Launch Codes

Particular launch codes sent by Palm OS are received by all applications on the Palm device. This becomes a prime candidate for incubation or virus execution, since code segments defined in handling routines are executed without the user's knowledge or intervention. Full details of the launch codes can be found in [22]. A casual perusal of the documentation for launch codes uncovers several obvious events that will likely be used for incubation of malicious code. Our speculations on these are listed in Table 2.

Launch codes are handled in switch-style constructs within the PilotMain function. An application checks each code that it receives to determine if a handler exists. If one does exist, execution is handed off to the appropriate functions. The launch code of sysAppLaunchCmdNormalLaunch, sent when an application is normally executed, would most often vector to legitimate code. This provides an appearance of normalcy while malicious payloads remain dormant until their specific launch code is seen.

Table 2: Selected application launch codes and theorized incubation methods

Launch Code	Potential Incubation Method
sysAppLaunchCmdSystemReset	This launch code signifies that a system reset has just occurred.
	No user input is allowed during this launch code.

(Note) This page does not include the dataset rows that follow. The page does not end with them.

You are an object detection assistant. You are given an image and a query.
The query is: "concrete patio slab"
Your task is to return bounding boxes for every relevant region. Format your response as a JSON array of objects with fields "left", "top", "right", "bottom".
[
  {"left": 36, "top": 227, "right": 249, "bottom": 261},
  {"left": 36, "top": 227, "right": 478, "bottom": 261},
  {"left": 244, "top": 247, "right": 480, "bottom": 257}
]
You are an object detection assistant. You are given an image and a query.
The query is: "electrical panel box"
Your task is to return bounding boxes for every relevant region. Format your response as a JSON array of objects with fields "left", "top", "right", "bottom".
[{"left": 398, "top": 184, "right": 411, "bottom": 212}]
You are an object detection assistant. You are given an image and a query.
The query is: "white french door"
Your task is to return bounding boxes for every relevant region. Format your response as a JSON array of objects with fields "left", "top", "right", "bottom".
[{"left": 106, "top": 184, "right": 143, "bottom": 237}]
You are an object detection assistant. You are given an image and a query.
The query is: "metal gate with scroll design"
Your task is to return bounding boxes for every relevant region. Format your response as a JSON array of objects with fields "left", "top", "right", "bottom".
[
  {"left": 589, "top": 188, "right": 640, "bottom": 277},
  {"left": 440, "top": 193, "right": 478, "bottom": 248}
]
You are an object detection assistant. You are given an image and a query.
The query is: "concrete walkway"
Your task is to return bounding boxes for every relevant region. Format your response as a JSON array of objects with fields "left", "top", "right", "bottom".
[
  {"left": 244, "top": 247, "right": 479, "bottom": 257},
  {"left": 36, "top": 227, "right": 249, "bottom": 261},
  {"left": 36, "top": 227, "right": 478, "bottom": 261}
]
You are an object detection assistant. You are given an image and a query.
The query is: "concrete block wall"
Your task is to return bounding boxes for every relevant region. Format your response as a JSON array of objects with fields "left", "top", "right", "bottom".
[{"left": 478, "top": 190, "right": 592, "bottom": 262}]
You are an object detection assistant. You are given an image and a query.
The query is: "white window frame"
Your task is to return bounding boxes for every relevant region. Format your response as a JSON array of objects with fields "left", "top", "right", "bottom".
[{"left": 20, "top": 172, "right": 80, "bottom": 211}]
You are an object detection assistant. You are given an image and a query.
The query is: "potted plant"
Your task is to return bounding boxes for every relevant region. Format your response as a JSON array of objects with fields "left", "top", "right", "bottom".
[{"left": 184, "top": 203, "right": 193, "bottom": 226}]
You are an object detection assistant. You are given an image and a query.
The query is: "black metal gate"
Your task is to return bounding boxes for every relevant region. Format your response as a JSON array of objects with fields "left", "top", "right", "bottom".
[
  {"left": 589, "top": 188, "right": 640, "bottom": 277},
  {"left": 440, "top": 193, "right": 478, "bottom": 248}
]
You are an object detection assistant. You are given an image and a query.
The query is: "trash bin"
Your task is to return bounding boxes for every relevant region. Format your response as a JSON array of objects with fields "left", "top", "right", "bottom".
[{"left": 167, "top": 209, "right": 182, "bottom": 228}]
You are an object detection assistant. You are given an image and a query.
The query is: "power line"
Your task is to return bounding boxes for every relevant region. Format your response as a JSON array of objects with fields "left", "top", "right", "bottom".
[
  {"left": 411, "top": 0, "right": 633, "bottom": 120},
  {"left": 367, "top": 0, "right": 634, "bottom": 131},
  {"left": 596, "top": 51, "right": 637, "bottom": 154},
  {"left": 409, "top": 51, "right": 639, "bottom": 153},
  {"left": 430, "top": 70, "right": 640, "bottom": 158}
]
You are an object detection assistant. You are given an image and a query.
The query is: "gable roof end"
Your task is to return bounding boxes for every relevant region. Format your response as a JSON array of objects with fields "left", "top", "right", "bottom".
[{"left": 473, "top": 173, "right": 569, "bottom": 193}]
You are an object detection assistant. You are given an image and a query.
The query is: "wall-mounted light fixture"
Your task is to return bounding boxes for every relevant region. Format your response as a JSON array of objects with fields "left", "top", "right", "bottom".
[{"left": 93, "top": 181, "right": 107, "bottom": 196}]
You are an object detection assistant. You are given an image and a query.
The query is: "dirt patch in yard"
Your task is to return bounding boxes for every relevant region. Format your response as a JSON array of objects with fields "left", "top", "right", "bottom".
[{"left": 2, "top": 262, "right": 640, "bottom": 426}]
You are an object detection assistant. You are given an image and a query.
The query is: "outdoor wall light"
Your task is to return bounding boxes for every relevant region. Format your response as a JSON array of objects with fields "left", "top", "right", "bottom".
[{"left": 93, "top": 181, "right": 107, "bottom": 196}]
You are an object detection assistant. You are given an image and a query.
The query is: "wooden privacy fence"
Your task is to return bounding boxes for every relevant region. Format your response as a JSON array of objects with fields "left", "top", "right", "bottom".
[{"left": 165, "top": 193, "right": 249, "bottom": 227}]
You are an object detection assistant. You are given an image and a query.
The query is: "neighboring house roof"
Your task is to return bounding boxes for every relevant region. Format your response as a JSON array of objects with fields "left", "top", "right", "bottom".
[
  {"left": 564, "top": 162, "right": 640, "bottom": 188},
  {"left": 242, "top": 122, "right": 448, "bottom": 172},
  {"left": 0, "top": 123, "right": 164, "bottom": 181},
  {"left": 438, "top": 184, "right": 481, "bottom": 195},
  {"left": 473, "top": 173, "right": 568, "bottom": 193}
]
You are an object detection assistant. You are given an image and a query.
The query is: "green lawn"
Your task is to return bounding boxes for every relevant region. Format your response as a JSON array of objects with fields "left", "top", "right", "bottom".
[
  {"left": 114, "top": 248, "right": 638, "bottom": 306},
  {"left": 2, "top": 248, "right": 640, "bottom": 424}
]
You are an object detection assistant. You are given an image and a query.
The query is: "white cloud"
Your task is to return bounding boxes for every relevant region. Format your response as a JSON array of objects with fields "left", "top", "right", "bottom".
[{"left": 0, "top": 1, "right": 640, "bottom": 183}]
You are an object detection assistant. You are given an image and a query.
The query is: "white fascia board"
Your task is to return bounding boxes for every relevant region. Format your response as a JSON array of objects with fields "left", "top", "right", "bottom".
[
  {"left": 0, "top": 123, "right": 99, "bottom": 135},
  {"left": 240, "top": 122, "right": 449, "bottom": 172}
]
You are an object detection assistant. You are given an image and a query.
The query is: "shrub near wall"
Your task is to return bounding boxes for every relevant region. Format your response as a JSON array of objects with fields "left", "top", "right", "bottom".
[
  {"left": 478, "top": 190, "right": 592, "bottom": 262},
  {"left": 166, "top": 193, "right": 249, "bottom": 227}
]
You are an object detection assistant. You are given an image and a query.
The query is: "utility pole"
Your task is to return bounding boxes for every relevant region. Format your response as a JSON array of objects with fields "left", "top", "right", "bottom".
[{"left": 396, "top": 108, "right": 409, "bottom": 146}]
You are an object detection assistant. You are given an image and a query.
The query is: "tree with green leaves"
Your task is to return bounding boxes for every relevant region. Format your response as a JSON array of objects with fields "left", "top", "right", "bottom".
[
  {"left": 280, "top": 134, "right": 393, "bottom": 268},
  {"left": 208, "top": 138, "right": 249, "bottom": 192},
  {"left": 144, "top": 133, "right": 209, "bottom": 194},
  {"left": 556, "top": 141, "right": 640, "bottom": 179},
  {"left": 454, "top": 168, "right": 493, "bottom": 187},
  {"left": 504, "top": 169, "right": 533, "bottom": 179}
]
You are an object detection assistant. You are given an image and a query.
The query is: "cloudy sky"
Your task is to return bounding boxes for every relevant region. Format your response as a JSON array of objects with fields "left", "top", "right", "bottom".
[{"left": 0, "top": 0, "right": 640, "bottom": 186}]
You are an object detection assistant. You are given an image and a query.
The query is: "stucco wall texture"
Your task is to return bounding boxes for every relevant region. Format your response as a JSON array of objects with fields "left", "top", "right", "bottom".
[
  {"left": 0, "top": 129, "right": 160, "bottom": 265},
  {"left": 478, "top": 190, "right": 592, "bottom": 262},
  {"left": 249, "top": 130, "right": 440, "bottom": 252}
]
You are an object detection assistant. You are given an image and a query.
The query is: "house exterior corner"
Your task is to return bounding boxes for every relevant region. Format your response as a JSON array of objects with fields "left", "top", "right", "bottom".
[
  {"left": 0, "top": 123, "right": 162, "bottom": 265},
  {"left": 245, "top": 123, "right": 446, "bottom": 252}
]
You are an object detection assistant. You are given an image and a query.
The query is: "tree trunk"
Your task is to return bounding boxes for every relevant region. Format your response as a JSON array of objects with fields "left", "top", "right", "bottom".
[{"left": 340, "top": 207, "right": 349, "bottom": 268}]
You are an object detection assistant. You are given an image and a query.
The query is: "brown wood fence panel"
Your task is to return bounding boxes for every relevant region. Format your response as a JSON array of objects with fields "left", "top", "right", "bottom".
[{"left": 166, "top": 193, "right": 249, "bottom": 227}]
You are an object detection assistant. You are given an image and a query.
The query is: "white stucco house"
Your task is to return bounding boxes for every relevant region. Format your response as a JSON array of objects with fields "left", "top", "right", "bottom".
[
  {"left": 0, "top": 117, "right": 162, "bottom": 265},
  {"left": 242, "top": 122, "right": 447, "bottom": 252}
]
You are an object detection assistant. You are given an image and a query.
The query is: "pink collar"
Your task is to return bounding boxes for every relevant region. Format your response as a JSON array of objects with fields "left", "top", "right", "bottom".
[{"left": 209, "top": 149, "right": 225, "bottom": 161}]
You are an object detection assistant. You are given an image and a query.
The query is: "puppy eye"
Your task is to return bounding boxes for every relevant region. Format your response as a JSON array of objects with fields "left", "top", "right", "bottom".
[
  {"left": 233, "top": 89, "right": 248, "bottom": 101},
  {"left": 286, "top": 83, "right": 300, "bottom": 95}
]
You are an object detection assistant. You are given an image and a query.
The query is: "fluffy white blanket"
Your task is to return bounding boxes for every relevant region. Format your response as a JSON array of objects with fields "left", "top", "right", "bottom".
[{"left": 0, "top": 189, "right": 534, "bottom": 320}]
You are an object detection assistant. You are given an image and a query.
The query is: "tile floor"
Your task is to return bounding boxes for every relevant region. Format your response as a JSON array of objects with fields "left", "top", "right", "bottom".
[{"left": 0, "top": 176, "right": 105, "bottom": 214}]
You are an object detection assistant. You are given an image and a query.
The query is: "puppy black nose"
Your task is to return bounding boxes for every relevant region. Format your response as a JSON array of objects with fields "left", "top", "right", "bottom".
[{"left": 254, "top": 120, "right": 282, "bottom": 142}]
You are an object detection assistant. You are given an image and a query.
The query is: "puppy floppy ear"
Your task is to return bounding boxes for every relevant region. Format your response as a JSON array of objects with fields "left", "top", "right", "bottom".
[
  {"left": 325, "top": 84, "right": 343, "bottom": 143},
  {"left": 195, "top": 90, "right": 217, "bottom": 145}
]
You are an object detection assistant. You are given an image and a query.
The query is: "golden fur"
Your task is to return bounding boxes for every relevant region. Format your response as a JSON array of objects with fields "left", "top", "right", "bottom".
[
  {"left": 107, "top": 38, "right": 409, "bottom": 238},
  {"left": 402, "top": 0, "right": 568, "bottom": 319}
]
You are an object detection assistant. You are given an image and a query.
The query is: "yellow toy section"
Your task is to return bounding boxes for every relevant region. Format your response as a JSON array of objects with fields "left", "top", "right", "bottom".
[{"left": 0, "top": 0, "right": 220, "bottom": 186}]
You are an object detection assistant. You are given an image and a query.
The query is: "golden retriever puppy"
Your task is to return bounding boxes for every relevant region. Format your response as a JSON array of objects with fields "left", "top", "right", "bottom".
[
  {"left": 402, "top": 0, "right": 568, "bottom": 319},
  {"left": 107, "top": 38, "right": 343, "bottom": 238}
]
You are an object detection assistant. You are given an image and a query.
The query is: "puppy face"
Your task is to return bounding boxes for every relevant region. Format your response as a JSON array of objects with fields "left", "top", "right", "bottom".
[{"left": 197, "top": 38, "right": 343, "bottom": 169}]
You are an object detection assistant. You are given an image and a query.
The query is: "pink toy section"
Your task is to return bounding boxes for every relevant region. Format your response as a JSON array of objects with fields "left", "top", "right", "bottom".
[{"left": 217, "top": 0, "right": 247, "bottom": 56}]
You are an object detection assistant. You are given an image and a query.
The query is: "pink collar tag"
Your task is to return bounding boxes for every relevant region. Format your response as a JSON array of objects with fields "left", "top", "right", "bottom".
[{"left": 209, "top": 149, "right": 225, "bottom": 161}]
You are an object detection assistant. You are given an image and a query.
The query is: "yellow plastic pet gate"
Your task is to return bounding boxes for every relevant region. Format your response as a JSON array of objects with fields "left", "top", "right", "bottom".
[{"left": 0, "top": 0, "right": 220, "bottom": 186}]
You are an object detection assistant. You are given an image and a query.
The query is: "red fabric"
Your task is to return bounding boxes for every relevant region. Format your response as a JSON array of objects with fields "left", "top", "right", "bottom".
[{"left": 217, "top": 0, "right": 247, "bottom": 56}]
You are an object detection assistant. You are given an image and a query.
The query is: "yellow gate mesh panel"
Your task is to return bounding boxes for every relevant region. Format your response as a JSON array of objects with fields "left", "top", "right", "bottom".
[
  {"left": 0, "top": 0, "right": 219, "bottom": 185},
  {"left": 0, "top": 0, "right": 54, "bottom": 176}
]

As Palm OS
	devices are not reset at regular intervals, this provides a random
	timing for the launch of malicious code.
sysAppLaunchCmdSyncNotify	When a HotSync operation has been completed or an application
	has been successfully beamed and received by the device, this
	launch code is sent to application. This could signify that the
	malicious code has successfully propagated to the target device
	and can perform its payload hiding or destructive actions.
sysAppLaunchCmdAlarmTriggered	A most probable launch code for malicious use. Malicious code
	could set an alarm for a future time. Upon receipt of the alarm,
	the desired code would be executed.